En travaillant aux Tuamotu sur les fosses de culture, j’avais remarqué d’innombrables morceaux de nacre jonchant le sol, auxquels j’ai commencé à m’intéresser quand j’ai trouvé des constantes dans les formes. Pensant qu’il y avait un lien, j’ai voulu reconstituer les chaînes opératoires mises en œuvre dans la fabrication d’hameçons. J’ai travaillé sur Makemo, Tatakoto et Takaroa et c’est finalement là que je suis tombé, en 2007, sur un gigantesque atelier de fabrication d’hameçons.

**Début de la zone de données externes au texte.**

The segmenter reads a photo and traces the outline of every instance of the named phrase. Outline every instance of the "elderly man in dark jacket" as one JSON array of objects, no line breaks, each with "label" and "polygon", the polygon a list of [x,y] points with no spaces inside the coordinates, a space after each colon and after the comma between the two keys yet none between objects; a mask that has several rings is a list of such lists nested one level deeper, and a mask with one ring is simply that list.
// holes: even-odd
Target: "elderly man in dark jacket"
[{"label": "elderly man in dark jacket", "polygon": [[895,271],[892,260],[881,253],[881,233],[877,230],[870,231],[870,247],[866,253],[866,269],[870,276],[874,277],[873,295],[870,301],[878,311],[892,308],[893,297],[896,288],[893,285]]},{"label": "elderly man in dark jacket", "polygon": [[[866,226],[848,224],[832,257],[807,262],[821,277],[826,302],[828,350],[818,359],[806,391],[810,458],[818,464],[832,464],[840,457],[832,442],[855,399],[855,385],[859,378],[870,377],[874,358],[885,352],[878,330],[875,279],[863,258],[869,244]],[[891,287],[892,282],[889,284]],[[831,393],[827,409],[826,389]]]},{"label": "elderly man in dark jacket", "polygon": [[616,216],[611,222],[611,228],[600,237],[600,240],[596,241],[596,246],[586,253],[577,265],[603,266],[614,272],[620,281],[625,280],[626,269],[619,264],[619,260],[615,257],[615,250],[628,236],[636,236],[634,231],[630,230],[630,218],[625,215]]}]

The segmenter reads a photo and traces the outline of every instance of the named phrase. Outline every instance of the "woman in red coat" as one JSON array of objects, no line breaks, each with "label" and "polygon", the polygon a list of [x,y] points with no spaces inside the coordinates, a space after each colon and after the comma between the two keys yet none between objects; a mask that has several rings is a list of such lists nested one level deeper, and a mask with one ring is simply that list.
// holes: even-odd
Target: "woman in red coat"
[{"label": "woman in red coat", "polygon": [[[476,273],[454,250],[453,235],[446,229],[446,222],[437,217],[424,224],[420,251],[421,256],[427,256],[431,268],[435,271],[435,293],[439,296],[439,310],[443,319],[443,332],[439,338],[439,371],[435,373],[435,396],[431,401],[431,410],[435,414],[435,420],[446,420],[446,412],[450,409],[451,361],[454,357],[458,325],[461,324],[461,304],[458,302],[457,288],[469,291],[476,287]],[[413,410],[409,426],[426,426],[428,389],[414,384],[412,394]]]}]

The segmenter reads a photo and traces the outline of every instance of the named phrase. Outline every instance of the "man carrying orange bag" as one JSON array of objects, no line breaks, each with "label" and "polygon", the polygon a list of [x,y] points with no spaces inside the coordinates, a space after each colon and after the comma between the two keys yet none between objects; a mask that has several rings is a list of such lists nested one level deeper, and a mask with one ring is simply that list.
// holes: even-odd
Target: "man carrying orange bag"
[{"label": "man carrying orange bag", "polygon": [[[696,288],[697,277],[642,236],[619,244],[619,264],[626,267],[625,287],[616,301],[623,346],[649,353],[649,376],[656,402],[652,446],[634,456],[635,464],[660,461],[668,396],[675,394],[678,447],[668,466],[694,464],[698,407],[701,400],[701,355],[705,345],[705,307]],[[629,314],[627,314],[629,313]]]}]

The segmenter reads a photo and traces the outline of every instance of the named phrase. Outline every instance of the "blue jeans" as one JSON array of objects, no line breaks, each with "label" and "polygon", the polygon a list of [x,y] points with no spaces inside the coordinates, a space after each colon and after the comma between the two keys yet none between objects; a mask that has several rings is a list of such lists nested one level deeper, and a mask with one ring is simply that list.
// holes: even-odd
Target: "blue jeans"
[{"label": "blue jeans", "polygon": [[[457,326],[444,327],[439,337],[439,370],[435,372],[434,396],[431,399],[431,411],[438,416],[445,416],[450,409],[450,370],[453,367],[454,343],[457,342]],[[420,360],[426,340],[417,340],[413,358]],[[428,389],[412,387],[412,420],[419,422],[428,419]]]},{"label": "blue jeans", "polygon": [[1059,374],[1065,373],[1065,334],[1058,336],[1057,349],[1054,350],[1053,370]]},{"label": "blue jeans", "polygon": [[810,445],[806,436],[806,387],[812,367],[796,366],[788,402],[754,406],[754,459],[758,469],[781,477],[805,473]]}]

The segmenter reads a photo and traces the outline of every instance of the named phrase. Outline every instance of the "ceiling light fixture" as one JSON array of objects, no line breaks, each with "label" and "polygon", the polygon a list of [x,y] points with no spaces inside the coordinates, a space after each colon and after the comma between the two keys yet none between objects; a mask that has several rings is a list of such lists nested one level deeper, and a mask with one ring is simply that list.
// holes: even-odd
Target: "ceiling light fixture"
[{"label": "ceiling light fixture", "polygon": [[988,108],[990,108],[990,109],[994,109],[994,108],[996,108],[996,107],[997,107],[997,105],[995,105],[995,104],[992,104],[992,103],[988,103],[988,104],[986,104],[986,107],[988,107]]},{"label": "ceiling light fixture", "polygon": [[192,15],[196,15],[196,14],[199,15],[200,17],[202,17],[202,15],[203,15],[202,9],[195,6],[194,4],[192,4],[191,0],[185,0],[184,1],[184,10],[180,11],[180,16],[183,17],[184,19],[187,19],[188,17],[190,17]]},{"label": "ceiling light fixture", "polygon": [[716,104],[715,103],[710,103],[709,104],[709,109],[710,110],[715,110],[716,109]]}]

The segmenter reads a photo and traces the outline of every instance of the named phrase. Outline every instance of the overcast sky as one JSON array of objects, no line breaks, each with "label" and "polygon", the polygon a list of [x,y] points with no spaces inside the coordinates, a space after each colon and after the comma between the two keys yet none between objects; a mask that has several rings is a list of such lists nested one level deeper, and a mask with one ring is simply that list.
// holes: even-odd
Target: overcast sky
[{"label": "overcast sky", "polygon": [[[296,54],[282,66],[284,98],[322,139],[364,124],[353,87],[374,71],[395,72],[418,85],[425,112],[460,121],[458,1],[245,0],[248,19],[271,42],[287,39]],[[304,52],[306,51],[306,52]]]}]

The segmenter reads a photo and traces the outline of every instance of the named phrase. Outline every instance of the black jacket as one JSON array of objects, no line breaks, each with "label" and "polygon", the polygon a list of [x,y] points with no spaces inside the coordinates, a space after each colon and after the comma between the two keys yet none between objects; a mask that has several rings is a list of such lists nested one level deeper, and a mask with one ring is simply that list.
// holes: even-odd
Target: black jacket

En septembre vous êtes d’ailleurs revenu à Tahiti pour étudier vos récoltes ?
Je suis venu compléter les photos, mesures, décomptes et observations que j’avais commencé à faire et je suis actuellement en train de rédiger mon rapport.

JPEG - 131.5 ko
JM Chazine © SCP 2010

Quel est votre prochain sujet d’étude ?
Comme nous tous - ethnologues et archéologues -, je cherche à connaître l’origine anthropologique et culturelle et la date effective à laquelle les premiers occupants se sont installés aux Tuamotu. Il y a différentes pistes mais ça reste une question primordiale à laquelle on n’a pas encore véritablement apporté de réponse…

Avez-vous déjà quelques hypothèses ?
Celles que j’ai pu élaborer me font penser que les occupants des Tuamotu maîtrisaient les techniques nécessaires à leur survie, or je ne pense pas que ce soient les habitants des îles hautes environnantes qui connaissaient le fonctionnement des fosses de culture. Ce qui voudrait dire que les premiers occupants des Tuamotu viennent de plus loin dans l’Ouest du Pacifique, peut-être de la zone au large des Philippines et de Bornéo. Je souhaite pouvoir revenir l’an prochain pour poursuivre ces recherches.

* L’ethnoarchéologie est l’étude des relations entre l’archéologie et la vie des populations traditionnelles encore vivantes.